Cameron felt the truth, the whole truth of his rebirth, his search, his dying question, clawing at the back of his teeth. He wanted to tell her. Wanted to say "I think I might be".

But he saw the power around her. The town car, the certainty, the sheer force of her presence. If he said yes, his life would end. Cameron Reed would be swallowed whole by the Sterling hurricane. He would never have a chance to just be, to figure out who he was on his own terms. He'd be a missing prince that has been found, a problem solved, a wound bandaged. He'd belong to them, completely and instantly. The thought was as terrifying as it was tempting.

He also remembered Blackwood's warning. They will interpret any probe as a hostile act. What would they do if they thought he was a fraud? If he claimed to be their lost son and a DNA test proved otherwise? The wrath of a grieving, powerful family… He couldn't risk it. Not yet. Not without proof.

"I'm just a student," he said, forcing the words past the lump in his throat, meeting her desperate gaze with one he hoped looked convincingly confused. "I don't know what you want from me."

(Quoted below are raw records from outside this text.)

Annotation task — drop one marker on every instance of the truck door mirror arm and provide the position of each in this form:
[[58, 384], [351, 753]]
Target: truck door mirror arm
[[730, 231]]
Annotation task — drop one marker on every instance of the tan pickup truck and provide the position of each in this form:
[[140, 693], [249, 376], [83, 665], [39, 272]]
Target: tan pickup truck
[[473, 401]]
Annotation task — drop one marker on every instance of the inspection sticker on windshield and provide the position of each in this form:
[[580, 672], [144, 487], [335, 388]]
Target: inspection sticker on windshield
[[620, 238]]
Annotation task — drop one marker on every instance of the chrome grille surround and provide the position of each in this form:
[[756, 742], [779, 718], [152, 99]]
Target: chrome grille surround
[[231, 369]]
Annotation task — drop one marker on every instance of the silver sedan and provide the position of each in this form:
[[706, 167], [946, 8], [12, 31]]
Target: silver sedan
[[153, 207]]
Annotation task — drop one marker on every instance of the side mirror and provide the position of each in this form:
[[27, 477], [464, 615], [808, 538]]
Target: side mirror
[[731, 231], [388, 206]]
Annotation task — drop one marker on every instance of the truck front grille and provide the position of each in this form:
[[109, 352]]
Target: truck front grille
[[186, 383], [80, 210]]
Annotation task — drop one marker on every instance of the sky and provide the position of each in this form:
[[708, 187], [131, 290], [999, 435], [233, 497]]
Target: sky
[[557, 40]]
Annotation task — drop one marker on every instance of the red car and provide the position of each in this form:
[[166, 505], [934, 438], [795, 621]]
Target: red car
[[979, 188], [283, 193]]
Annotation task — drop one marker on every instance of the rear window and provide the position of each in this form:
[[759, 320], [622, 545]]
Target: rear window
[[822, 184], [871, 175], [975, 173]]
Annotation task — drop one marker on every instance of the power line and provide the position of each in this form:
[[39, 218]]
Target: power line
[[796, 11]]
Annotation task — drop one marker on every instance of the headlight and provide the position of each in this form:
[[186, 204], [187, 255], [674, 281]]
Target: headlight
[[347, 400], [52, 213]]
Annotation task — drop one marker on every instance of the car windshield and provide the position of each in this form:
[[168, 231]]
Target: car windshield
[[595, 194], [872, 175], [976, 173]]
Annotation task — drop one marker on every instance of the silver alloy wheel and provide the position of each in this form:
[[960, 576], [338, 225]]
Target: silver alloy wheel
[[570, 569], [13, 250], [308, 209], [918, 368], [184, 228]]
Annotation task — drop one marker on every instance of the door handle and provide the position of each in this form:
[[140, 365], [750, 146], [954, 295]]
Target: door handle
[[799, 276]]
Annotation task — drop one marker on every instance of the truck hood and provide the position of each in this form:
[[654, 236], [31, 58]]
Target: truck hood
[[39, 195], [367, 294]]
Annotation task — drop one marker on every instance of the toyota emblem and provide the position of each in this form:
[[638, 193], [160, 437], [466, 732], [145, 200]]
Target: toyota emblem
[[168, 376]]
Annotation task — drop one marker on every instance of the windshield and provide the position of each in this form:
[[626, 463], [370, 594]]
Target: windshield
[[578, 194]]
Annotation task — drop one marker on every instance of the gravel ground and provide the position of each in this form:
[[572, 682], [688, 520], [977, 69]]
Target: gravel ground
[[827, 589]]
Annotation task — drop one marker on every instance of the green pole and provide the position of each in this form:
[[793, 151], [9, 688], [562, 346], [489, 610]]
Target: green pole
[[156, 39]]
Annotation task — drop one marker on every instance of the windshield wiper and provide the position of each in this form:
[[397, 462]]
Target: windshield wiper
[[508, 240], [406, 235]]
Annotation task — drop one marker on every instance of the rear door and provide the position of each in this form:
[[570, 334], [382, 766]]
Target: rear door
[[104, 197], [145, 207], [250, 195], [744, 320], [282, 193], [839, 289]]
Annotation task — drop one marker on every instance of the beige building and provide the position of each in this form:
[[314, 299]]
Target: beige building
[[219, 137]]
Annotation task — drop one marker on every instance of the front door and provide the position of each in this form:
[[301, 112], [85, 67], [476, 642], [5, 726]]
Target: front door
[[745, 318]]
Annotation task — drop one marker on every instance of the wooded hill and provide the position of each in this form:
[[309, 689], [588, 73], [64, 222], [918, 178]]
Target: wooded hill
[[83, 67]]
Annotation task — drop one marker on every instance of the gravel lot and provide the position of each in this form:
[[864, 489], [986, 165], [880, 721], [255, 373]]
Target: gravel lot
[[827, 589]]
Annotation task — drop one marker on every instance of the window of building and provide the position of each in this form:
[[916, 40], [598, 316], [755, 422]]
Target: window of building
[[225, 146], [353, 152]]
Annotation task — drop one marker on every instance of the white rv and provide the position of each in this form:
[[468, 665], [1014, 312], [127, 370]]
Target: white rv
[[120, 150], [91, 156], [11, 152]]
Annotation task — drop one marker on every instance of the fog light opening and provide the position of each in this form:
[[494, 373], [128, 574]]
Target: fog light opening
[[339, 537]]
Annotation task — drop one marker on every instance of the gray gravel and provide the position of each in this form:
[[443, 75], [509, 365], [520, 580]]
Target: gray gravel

The hope in her eyes dimmed, replaced by sadness. She searched his face for another long moment, looking for a crack in his facade, for a flicker of recognition. She found only fear and confusion.

She leaned back, the moment broken. "Of course," she said, her voice regaining its polished distance, though the ache still lingered beneath. "My apologies. I have a… vivid imagination. Grief does that."

The car had circled back and now pulled to a smooth stop right outside his dorm. The driver got out and opened Cameron's door.

Cameron scrambled out, desperate for the open air.

Anna slid her sunglasses back on, her face becoming an unreadable, beautiful mask. "Thank you for your time, Cameron. Good luck with your… exams."

He stood, watching as the black car drove off. He felt terribly ill. He had just looked into the heart of the storm, felt its desperate pull, and lied to its face.

He'd seen a sister, drowning in hope.

He stumbled into his dorm, up to his room, and locked the door. He sank to the floor, his back against it, trembling.

It wasn't fear of being consumed anymore.

It was the terrifying, soul-crushing weight of knowing he might hold the cure to a family's eighteen-year pain, and he was too scared and too broken to hand it over.